The current state of the art for ram-air parachute systems enables deployments in the 20,000 ft range enabling up to 80,000 ft of crossrange. This technology will be extend deployments up to 50,000 ft and beyond, thereby nearly tripling the crossrange capability. This is beneficial for a number of applications including precision recovery of cargo and manned space capsules, spent boosters, and landing of reusable launch vehicles. For a reusable launch vehicle recovery, demonstrating the ability to deploy a high glide ratio ram-air parachute at higher altitudes enables commensurate increases in crossrange potentially further reducing the need to expend propellant to land precisely within the designated landing site.

This project utilizes mature existing technologies and is proposing to adapt these for applications in high altitude environments. There are three subject technologies to be advanced in this project; the ram-air parachute, the airborne guidance unit and associated parachute guidance and control algorithms. These components are integrated into a unique system and operated in a high altitude (55,000ft) environmental condition. The overall system is at a TRL 4. The test would maturity to TRL 6.

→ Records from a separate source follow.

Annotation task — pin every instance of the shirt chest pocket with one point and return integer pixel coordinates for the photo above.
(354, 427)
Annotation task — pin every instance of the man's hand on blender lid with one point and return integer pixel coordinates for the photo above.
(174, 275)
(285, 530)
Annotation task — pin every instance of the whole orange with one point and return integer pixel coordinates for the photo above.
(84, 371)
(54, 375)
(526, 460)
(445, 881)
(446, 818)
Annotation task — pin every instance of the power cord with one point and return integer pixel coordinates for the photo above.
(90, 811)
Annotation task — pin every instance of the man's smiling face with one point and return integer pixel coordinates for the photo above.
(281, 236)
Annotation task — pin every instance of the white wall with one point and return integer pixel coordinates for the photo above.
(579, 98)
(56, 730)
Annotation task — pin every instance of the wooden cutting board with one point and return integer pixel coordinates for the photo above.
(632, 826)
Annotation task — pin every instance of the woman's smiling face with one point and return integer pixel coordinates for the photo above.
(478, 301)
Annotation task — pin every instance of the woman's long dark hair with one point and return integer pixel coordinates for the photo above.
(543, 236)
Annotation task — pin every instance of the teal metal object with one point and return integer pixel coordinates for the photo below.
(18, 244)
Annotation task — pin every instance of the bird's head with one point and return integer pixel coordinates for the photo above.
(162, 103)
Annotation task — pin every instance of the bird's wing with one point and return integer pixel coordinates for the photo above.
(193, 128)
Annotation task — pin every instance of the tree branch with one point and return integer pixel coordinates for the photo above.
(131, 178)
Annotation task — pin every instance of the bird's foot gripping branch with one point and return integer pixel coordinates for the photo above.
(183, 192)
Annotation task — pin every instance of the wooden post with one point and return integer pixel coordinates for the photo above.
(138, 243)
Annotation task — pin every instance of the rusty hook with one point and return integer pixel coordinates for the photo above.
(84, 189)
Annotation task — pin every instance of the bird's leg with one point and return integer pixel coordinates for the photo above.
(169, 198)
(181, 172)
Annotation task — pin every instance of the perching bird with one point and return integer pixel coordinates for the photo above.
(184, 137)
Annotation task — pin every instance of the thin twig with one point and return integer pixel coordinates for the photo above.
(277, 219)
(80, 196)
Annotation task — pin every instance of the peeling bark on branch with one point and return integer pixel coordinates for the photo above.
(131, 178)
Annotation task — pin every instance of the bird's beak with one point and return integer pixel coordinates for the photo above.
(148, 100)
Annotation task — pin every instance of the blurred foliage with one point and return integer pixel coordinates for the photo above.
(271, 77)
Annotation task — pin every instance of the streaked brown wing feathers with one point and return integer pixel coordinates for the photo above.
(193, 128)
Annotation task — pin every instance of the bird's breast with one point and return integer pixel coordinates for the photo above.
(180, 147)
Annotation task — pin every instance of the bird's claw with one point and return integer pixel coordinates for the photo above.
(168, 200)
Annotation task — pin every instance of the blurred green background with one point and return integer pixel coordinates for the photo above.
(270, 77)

The resultant data and learning experienced in this test program will be beneficial to NASA, commercial space companies, and the military. The expansion of the controllable flight envelope of these parachutes would provide a game changing capability for a broad range of applications including future NASA interplanetary space missions.

The series of high altitude balloon drops have the following objectives: (1) demonstrate low density/high velocity deployment and performance of a guided ram-air parachute at altitudes beyond the current state of the art, (2) demonstrate the sequential staging of the system using our guidance system through ram-air parachute deployment, (3) demonstrate adaptive shaping of the airfoil for controlling aerodynamics during descent through the guidance system.

Three balloon drops are proposed wherein the first is at 45,000 ft. The second will be at 55,000 ft, and the third will also be at 55,000 ft but a more demanding flight profile will be demonstrated. In each of the drops, the parachute will be static line deployed at balloon release. The guidance system will track the payload during descent, initiate ram-air parachute deployment, and actively guide the system to a predetermined spatial waypoint.